HN: What did you do the day after your company failed? - kevando
I&#x27;m far less emotional that I expected and I&#x27;m actually filling out Stripe Atlas to start something new. Just surprised by my state of mind right now and curious what others did the day they went bankrupt.
======
FiatLuxDave
I don't recall there being one actual day, since we didn't go bankrupt (no
company debt), we just ran out of money to keep running. I took no salary for
the last year and lived on my credit cards to try to keep the company running
(founders, DON'T DO THIS), so it was more a process of me realizing I was
completely tapped out.
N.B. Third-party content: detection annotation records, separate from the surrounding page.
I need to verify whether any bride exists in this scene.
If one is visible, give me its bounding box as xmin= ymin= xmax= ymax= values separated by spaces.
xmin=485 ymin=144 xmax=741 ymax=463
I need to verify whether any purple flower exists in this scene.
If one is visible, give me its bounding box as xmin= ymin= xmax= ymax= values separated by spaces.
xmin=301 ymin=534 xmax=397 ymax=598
I really had trouble giving up on the dream. I had been
hoping we could pull out a breakthrough and make it work, but it didn't
happen.

There is one day I remember very well. I had decided to throw in the towel and
start looking for another job. We had been operating in a college town, and I
knew the job prospects were poor there, so I took a few weeks to look for a
job elsewhere. I was contacted by my apartment telling me I was being evicted.
I drove back to get my stuff out and clean up. By the time I arrived, it was
night. The electricity had been off for a few weeks, so the lights were out.
It was a hot Florida summer, and there was no A/C, so I stripped down to my
shorts and using a flashlight I moved my stuff into my car. Then I cleaned it
as best as I could by the light of the flashlight. I still remember cleaning
out the fridge which had been turned off for weeks, with the bugs in it
jumping on my bare chest in the flickering light. I was thinking "This is not
my life".

I survived that. You can survive this.

------
onion2k
I spent about two months mostly just thinking about it. We weren't bankrupt.
We closed because we realised we no longer had enough money to get from where
we were to a point where we could raise another round or get to a sustainable
level of revenue. My period of reflection was mostly about why the business
had failed, what impact I'd had on it, what I could have done differently, and
what I wanted to do next. I learned a lot; mostly I learned that running a
business is not something I enjoy or really want to do again.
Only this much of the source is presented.